Normen
AVG §13 Abs1;
AVG §45 Abs1;
AVG §58 Abs2;
AVG §59 Abs1;
AVG §60;
ForstG 1975 §17 Abs1;
ForstG 1975 §17 Abs2;
ForstG 1975 §17 Abs3;
ForstG 1975 §19 Abs11;
ForstG 1975 §19 Abs3;
VwGG §42 Abs2 Z1;
VwGG §42 Abs2 Z3 litc;
AVG §13 Abs1;
AVG §45 Abs1;
AVG §58 Abs2;
AVG §59 Abs1;
AVG §60;
ForstG 1975 §17 Abs1;
ForstG 1975 §17 Abs2;
ForstG 1975 §17 Abs3;
ForstG 1975 §19 Abs11;
ForstG 1975 §19 Abs3;
VwGG §42 Abs2 Z1;
VwGG §42 Abs2 Z3 litc;
Spruch:
Der angefochtene Bescheid wird wegen Rechtswidrigkeit seines Inhaltes aufgehoben.
Begründung
Mit Bescheid der Bezirkshauptmannschaft Kitzbühel vom 23. Mai 1995 wurde der mitbeteiligten Partei die Rodungsbewilligung für eine Teilfläche näher bezeichneter Grundstücke zum Zwecke des Neubaues der Weganlage "Schergrub" von der Abzweigung südlich des Weilers Sp. bis zum Hof Sch. nach Maßgabe des eingereichten Lageplanes, der zum wesentlichen Bestandteil dieses Bescheides erklärt wurde, unter Vorschreibung von im einzelnen angeführten Bedingungen und Auflagen erteilt. Hiezu wurde im wesentlichen ausgeführt, die Rodefläche beginne in 850 m Seehöhe und führe anfänglich auf 150 m durch Erlen-Fichtenwald, anschließend durch montanen Fichtenwald; oberhalb der Wildbachsperre durch Fichten-Altholz mit Tanne über den Tiefentalgraben. Bei hm 5,3 stocke Fichten-Stangen- und Baumholz, bei hm 6,4 nach dem Stadel eine mit 25-jährigen Fichten aufgeforstete Wiese. Bei hm 7 führe der Weg über eine 70 m lange Wiese und dann wieder in Fichten-Tannen-Altholz mit einigen kleinen Vernässungen am Rand des Waldes. Bei hm 10,8 sei eine 20 m breite, lockere Dickung auf der zugewachsenen Wiese. Die Rodefläche ende auf 1000 m Seehöhe beim Haus G. Die Wertziffer nach WEP sei 111. Der Güterweg schaffe eine zeitgemäße Zufahrt für das Haus G. und den Hof Sch. Bisher hätten die Bewohner einen einstündigen Fußmarsch vom Tal hinauf bewältigen oder von der Gaisberglift-Bergstation herübergehen müssen. Der Weg diene auch der Erschließung mehrerer Bauernwälder in der Größe von 50 ha und sei also auch aus forstlichen Motiven zu befürworten. Auf eine Ersatzaufforstung könne daher verzichtet werden. Ein öffentliches Interesse i.S.d. § 17 Abs. 1 ForstG sei gemäß § 17 Abs. 3 insbesondere im Staßenverkehr begründet. Die Behörde sei aufgrund des durchgeführten Beweisverfahrens der Ansicht, daß die Verwendung der beantragten Rodefläche zum Neubau des Weges "Schergrub" das öffentliche Interesse an der Walderhaltung überwiege, sodaß spruchgemäß zu entscheiden gewesen sei.
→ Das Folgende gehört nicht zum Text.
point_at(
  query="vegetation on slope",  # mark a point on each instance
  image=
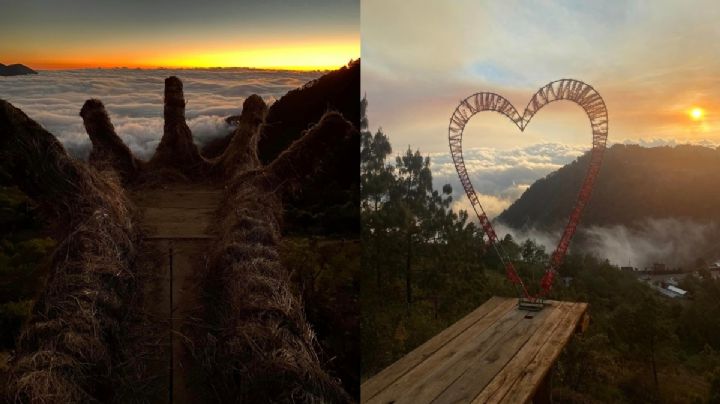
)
(634, 183)
(424, 268)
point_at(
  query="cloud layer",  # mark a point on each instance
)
(671, 241)
(134, 100)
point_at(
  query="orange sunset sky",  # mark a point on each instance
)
(303, 35)
(656, 64)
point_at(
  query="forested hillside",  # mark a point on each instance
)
(424, 267)
(634, 183)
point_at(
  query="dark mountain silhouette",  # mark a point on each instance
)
(634, 183)
(329, 199)
(15, 70)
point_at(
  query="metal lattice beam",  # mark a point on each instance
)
(576, 91)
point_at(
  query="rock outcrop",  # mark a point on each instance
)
(15, 70)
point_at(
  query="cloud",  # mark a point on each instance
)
(671, 241)
(651, 61)
(134, 100)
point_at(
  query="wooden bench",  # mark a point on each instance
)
(496, 354)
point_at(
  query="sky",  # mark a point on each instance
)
(653, 62)
(298, 34)
(134, 101)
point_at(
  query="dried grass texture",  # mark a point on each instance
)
(258, 346)
(108, 150)
(65, 351)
Gegen diesen Bescheid richtet sich die vom Bundesminister für Land- und Forstwirtschaft gemäß § 170 Abs. 8 ForstG unter Anschluß der Verwaltungsakten erhobene Beschwerde.
Die belangte Behörde erstattete eine Gegenschrift, in der sie erklärte, daß die Beschwerdeausführungen richtig seien. Die mitbeteiligte Partei erstattete keine Gegenschrift.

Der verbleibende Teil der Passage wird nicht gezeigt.